Gradient Boosting for Beginners

A cherished child of Adaboost and learning theory, Gradient boosting is used to analyze instances that cannot be predicted accurately. Based on an assumption that the weak learners can be modified to get better results, it uses decision trees to arrive at prediction models.
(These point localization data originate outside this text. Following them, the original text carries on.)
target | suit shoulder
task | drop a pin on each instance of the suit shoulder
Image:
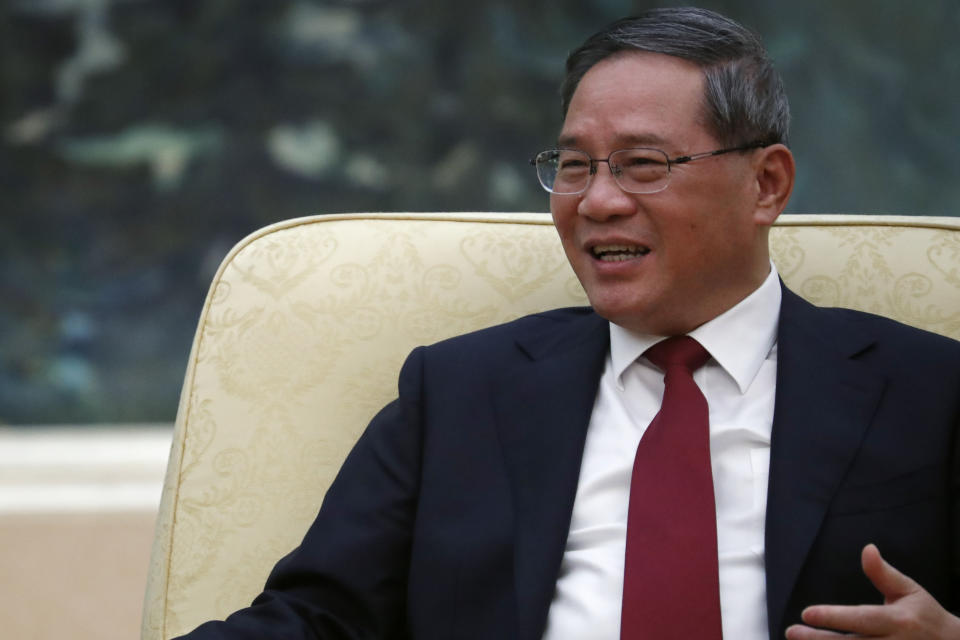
(507, 333)
(896, 336)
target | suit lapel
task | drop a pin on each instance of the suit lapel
(824, 403)
(543, 406)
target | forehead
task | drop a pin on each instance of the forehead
(637, 98)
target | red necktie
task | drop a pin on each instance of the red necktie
(671, 588)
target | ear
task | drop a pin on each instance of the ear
(774, 171)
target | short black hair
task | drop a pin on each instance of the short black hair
(744, 98)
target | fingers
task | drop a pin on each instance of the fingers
(800, 632)
(884, 576)
(866, 619)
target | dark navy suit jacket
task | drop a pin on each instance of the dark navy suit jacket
(449, 518)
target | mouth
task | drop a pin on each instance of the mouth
(618, 252)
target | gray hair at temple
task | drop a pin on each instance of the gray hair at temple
(744, 97)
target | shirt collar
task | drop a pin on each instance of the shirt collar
(739, 339)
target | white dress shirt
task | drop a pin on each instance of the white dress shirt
(739, 382)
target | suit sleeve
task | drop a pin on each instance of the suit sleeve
(348, 577)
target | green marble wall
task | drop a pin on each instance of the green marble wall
(139, 139)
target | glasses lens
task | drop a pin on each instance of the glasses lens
(641, 170)
(563, 170)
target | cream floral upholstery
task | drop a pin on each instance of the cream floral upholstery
(308, 321)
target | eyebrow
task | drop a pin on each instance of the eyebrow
(633, 139)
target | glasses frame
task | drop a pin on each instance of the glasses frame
(616, 173)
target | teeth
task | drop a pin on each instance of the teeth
(618, 252)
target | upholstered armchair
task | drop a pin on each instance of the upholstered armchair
(308, 321)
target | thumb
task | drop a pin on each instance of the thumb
(884, 576)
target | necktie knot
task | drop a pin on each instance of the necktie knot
(681, 351)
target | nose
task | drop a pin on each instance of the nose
(604, 198)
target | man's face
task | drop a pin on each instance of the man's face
(697, 249)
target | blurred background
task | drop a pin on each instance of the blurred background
(141, 139)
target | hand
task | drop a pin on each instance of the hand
(908, 612)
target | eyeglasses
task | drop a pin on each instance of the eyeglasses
(640, 170)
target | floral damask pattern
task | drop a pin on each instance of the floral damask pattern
(308, 323)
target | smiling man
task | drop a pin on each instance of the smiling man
(700, 454)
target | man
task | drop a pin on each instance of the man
(503, 494)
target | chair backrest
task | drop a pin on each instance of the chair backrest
(308, 321)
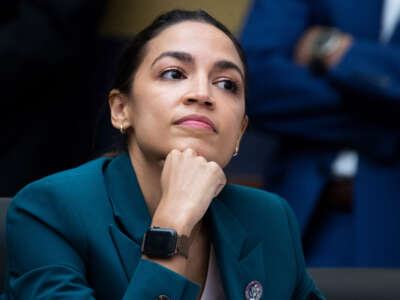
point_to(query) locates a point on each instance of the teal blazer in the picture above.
(77, 235)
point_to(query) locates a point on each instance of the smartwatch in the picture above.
(164, 243)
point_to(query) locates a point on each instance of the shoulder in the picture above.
(244, 199)
(61, 192)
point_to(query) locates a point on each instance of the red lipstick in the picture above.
(196, 121)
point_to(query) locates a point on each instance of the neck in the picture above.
(148, 174)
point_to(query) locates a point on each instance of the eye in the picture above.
(228, 85)
(172, 74)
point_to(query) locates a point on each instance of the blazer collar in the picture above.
(125, 195)
(239, 263)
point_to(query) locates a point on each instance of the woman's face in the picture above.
(188, 92)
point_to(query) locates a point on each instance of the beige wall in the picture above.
(126, 17)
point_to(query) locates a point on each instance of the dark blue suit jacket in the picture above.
(77, 235)
(356, 105)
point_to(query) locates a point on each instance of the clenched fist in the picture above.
(189, 183)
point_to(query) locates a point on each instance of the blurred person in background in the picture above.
(45, 47)
(325, 81)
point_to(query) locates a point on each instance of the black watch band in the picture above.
(325, 44)
(164, 243)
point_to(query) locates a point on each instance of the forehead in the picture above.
(203, 41)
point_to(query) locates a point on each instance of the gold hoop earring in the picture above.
(236, 151)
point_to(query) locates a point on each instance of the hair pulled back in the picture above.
(133, 54)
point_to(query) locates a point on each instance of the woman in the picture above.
(159, 222)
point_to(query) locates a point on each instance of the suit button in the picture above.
(162, 297)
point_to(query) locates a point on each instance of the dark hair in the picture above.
(133, 54)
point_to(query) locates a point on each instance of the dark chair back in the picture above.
(357, 283)
(4, 202)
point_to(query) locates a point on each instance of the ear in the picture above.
(119, 109)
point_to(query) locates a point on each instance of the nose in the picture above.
(199, 93)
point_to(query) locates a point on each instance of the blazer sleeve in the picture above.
(371, 70)
(48, 247)
(305, 288)
(288, 99)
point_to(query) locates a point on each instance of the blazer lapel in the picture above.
(130, 211)
(238, 266)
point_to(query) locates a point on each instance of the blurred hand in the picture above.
(188, 183)
(303, 49)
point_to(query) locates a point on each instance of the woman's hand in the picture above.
(188, 183)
In the pure layman terms, it is the process of simplifying an otherwise complex algorithm to get the nearest accurate results.

Before we get into details, here’s a quick recap of the basic definitions:

Boosting = Building iterative models from weak learners.

Ensemble = a combination of separate models.

How Gradient Boosting Works:

In gradient boosting ensembles are added in stages. In every stage, weak learners are added to compensate for the existing weak learners. The shortcomings of the combined model are identified with gradients.

Gradient boosting is used for:

Regression
Classification
Ranking

The difficulty level increases from regression to classification to ranking.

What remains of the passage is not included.